Scarcely had Mitch McConnell ceased stating his support on the Senate floor for a deal to reopen the government and raise the debt ceiling than the Beltway press was already singing his praises as a veteran legislator willing to deal with the Democrats to save the country at the last instant even if hurts him back home. From the Washington Post’s online Fix column:
McConnell faces a conservative primary challenger next year and has been feeling heat from conservative groups. Matt Bevin, a Louisville businessman, has been pressing McConnell to step up his opposition to President Obama’s health-care law. Meanwhile, the Senate Conservatives Fund, an outside group considering backing Bevin, blasted McConnell for his talks with [Harry] Reid, a favorite punching bag of the political right.
All of which seemed to suggest that McConnell’s deal-making days might be over, or at least on hiatus. But they aren’t. And through a back and forth in which both sides were reluctant to cede ground, McConnell and Reid found a way….This much is clear: When Washington has had a seemingly intractable fiscal problem to solve, McConnell has been there time and again.
It is certainly true that the last-minute fiscal deals of the Bush-Obama era have tended to feature McConnell in a prominent role. However, it is simply naïve to suggest that McConnell is willing to serve in roles as he did this week purely for the sake of the republic, even if it risks sacrificing his own political prospects. If there is one thing that McConnell’s long career in Washington has demonstrated, it is that he has a keen understanding of what it takes for him to get reelected back home and rise up the ranks in Washington, despite a lack of obviously strong affection from either Kentucky voters or colleagues on the Hill. And he understands that in this instance, the politically shrewder move was to negotiate with Harry Reid at the last minute, even after having helped let things get to that point by failing to use his sway to quash the gambit led by a self-aggrandizing rookie, Ted Cruz, before it got as far as it did.
Why is that? Two related reasons. One is that the tougher challenge facing McConnell next year is in the general election. Yes, he faces a primary fight with Bevin, a wealthy businessman who made a strong debut at Fancy Farm, the state’s big annual political picnic to-do in August. But Bevin has some obvious vulnerabilities that McConnell has already been blasting away at on the airwaves, and remains far behind in state polls. More formidable will be McConnell’s Democratic opponent, Secretary of State Alison Lundergan Grimes. Grimes has been raising a lot of money, is neck and neck with McConnell in the polls and, most importantly, has despite her very young age shown surprising verve in taking on the most powerful politician in her state.
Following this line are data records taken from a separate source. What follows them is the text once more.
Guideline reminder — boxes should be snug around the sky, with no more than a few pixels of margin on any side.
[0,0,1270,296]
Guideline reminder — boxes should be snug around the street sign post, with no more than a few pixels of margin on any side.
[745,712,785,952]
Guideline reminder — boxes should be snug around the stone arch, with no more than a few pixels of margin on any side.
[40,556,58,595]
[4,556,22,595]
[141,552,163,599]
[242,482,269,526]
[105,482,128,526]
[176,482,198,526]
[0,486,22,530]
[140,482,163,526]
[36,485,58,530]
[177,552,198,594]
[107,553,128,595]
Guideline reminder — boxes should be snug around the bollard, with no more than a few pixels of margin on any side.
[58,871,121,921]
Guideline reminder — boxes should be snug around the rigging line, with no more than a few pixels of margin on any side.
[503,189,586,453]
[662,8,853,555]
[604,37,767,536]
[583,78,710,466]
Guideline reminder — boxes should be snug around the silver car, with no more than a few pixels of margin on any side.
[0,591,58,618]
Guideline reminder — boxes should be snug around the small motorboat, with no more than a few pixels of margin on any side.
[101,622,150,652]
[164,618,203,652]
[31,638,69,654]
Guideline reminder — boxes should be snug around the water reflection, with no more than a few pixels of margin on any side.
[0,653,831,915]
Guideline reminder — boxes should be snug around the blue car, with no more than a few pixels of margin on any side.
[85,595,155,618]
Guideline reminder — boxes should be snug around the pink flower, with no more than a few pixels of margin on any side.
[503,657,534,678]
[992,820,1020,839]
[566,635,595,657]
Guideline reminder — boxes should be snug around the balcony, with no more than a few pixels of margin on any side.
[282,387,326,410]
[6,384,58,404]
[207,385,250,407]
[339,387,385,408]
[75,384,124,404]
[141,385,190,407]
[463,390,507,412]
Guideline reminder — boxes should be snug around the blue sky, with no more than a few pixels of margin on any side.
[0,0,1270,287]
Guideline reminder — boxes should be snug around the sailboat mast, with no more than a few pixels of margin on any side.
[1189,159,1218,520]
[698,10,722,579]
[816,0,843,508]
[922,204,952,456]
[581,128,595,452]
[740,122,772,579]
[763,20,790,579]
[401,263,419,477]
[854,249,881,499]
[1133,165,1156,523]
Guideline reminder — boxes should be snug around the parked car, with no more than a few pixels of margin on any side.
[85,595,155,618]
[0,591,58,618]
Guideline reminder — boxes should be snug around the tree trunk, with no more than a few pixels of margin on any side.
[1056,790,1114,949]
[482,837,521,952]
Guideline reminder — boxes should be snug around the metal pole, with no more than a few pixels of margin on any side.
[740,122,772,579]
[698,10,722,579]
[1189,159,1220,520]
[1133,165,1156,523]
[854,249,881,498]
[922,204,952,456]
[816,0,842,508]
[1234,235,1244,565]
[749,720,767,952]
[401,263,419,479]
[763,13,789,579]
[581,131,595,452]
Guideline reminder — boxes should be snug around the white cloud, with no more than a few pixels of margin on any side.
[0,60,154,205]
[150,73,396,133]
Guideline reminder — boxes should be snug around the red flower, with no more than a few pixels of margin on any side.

No, it’s not easy to run for federal office as a Democrat in Kentucky in the age of Barack Obama, but one should not overstate Kentucky’s redness: Democrats still have enough life there at the state level to allow the state to have one of the most successful Obamacare rollouts in the country, and McConnell has again and again posted fairly mortal election results even against weak Democratic opponents.
This leads to the second reason why it was in McConnell’s interest to cut this week’s deal with Reid. McConnell has notably failed to forge a deep emotional connection with Kentucky voters over his nearly three decades representing the state. But his seniority in Washington has increasingly allowed him to make the argument that Kentucky would be foolish to replace with him someone else without his sway. This kind of claim was easier to make in the days of earmarks galore, but as we saw this week, money still has a way of finding its way to Kentucky even if it’s not technically considered an earmark. More than that, it should not be underestimated how much it matters to voters in a smallish state that is used to being looked down on to know that its guy is near the top of the Washington pecking order.
Is this an overly cynical way of looking at McConnell’s rising to the occasion this week? Well, whom better to ask than…the man himself? Here’s what he told the National Review’s Robert Costa Thursday morning:
Costa: A lot of reporters think your decisions are driven by political considerations in your home state, especially your primary versus Matt Bevin and a potential general-election campaign versus Democrat Alison Lundergan Grimes. How are those factors shaping your strategy?
McConnell: Oh, that’s the Mother Jones thesis. I have nothing to say about my primary opponent. And this week, it’s pretty obvious about whether that’s driving my decisions. As for [Lundergan Grimes], the whole rationale for her candidacy is that I’m part of the dysfunction in Washington, so she’s probably been pretty unhappy over the past 24 hours. I’ve demonstrated, once again, that when the Congress is in gridlock and the country is at risk, I’m the guy who steps forward and tries to get us out of the ditch. So it’s been a bad 24 hours for her, and she’s going to need to find a new rationale.
McConnell has a knack for being surprisingly candid about his political motives. And he was again here: his bigger reelection worry is Grimes, and the way for him to beat her is to convince Kentucky voters that, fresh-faced and charming as she may be, they don’t want to replace the person who is “the guy who steps forward.” So enough with the talk of Mitch McConnell’s selflessness, Beltway scribes. When a politician himself is declaring that a move is in his self-interest, it’s time to take him at his word.